にこりと笑うユフィと姉の後ろに隠れたままコクリと頷くエヴァ。

「ごめんなさい。エヴァは人見知りが激しいんです」
「いや、気にしてないよ。僕は、」
「駄目ですよ?あなたは有名人なんですから。枢木ゲンブ首相の息子さん、枢木スザク一等兵」
「なっ」
「間違ってないでしょう?」
「テレビで、見ました」

2人はにこり、と笑む。同じ顔立ちのユフィとエヴァ。服装も色違いでお互いの仲が良いのが見てとれる。ただ違うのはユフィは髪を少々弄っているのに比べ、エヴァは何もせずにただ下ろしていた。

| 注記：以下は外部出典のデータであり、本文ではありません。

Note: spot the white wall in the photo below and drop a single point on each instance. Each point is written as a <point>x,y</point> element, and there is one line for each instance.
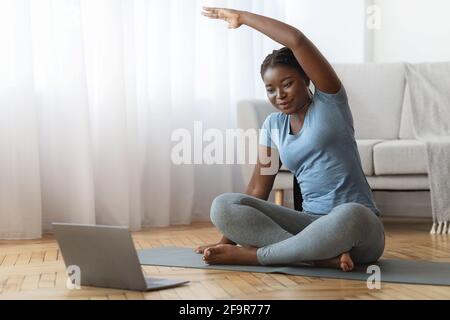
<point>337,28</point>
<point>413,31</point>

「それで、嘘なんでしょ?悪い人に追われてるって、・・・ユフィ!?」

スザクの視界にはエヴァしか居なかった。何処に、と視線を巡らすと黒猫と対峙しているユフィの姿が目に入ってきた。警戒してなかなか近づいて来ようとしない猫に対して、指を出して鳴き真似をしていた。

「ごめんなさい、ユフィはいつもこうなの」
「気にしてないよ。それより、何で逃げてきたの?」
「・・・・悪い人に追われてるの」

視線を泳がせて健気に姉の言葉を繰り返すエヴァに苦笑を漏らすスザク。恐らくこれ以上聞いても彼女はこの言葉しか言わないだろう。そこへ腕に黒猫を抱えたユフィが戻ってきた。

「可愛いでしょう?エヴァ、スザク」
「かわいい」

エヴァがふわりと微笑みながら猫の喉を優しく撫でてやると、黒猫は気持ちよさそうに鳴く。スザクもそっと指を伸ばすが、

「うっ・・・」
「あら」
「まぁ」

がぶり、と噛み付かれた。エヴァとユフィはその光景に目を開かせて驚くしかなかった。